19. burning lamps—"torches"; namely, in respiring (Job 41:18), seem to go out.
20. seething—boiling: literally, "blown under," under which a fire is blown.
21. kindleth coals—poetical imagery (Ps 18:8).
22. remaineth—abideth permanently. His chief strength is in the neck.
sorrow—anxiety or dismay personified.
is turned into joy—rather, "danceth," "exulteth"; wherever he goes, he spreads terror "before him."
23. flakes—rather, "dewlaps"; that which falls down (Margin). They are "joined" fast and firm, together, not hanging loose, as in the ox.
are firm—Umbreit and Maurer, "are spread."
in themselves—rather, "upon him."
24. heart—"In large beasts which are less acute in feeling, there is great firmness of the heart, and slower motion" [Bochart]. The nether millstone, on which the upper turns, is especially hard.
25. he—the crocodile; a type of the awe which the Creator inspires when He rises in wrath.
breakings—namely, of the mind, that is, terror.
purify themselves—rather, "they wander from the way," that is, flee away bewildered [Maurer and Umbreit].
26. cannot hold—on his hard skin.
habergeon—coat of mail; avail must be taken by zeugma out of "hold," as the verb in the second clause: "hold" cannot apply to the "coat of mail."
27. iron … brass—namely, weapons.
28. arrow—literally, "son of the bow"; Oriental imagery (La 3:13; Margin).
stubble—Arrows produce no more effect than it would to throw stubble at him.
29. Darts—rather, "clubs"; darts have been already mentioned (Job 41:26).
30. stones—rather, "potsherds," that is, the sharp and pointed scales on the belly, like broken pieces of pottery.
sharp-pointed things—rather, "a threshing instrument," but not on the fruits of the earth, but "on the mire"; irony.

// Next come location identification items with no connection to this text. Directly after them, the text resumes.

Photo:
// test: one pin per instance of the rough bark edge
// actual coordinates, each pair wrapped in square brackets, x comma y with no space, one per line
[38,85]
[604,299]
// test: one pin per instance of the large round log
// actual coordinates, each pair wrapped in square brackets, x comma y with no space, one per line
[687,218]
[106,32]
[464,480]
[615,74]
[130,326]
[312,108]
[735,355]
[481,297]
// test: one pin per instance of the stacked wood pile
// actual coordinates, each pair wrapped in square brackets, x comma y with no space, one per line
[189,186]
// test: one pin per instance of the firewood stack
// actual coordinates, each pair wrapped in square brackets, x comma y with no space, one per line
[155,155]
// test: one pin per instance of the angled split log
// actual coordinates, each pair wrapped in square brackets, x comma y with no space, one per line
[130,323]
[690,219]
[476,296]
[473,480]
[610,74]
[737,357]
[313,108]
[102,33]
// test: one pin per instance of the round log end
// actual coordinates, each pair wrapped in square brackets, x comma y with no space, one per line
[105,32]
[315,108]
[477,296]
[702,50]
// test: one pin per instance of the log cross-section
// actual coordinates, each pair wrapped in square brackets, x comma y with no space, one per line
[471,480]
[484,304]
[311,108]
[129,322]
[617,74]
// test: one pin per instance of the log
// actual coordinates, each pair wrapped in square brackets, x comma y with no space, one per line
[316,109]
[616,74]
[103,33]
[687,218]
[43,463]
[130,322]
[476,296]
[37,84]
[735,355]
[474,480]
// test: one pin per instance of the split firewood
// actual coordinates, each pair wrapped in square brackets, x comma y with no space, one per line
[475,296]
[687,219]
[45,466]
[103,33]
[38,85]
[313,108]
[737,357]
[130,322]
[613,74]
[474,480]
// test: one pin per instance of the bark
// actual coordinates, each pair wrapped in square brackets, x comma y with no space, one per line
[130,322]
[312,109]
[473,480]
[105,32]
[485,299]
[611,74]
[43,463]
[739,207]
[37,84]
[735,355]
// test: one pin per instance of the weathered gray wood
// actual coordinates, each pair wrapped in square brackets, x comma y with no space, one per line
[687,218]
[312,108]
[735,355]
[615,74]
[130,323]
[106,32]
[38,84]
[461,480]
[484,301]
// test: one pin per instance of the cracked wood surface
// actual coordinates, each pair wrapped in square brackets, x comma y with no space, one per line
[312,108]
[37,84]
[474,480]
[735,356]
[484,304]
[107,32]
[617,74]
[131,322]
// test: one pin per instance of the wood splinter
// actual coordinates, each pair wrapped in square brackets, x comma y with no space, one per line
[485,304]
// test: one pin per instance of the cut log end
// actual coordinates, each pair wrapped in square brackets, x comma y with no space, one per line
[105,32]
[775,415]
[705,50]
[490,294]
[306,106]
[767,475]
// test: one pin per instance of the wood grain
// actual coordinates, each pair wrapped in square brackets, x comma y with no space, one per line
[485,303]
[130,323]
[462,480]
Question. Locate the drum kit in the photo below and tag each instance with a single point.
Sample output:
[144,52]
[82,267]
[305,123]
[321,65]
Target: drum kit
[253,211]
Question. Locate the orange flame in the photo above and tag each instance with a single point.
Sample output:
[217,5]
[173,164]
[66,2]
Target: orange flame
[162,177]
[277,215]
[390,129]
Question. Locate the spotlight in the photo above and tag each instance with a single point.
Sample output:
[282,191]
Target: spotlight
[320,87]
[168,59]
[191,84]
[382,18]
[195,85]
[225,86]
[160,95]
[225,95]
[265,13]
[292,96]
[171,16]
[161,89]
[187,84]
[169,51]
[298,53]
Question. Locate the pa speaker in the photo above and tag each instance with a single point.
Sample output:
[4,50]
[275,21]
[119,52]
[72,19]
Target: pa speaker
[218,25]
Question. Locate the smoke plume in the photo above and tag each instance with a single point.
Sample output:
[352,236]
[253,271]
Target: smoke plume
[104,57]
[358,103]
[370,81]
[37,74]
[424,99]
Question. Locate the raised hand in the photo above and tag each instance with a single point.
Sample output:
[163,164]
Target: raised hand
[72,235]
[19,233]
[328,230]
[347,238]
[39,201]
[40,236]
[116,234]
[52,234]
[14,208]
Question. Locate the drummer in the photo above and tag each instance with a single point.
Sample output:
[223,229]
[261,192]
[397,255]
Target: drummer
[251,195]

When he lies on the mire, he leaves the marks of his scales so imprinted on it, that one might fancy a threshing instrument with its sharp teeth had been drawn over it (Isa 28:27).
31. Whenever he moves.
pot of ointment—the vessel in which it is mixed. Appropriate to the crocodile, which emits a musky smell.
32. path—the foam on his track.
hoary—as hair of the aged.
33. who—being one who, &c.
34. beholdeth—as their superior.
children of pride—the proud and fierce beasts. So Job 28:8; Hebrew, "sons of pride." To humble the pride of man and to teach implicit submission, is the aim of Jehovah's speech and of the book; therefore with this as to leviathan, the type of God in His lordship over creation, He closes.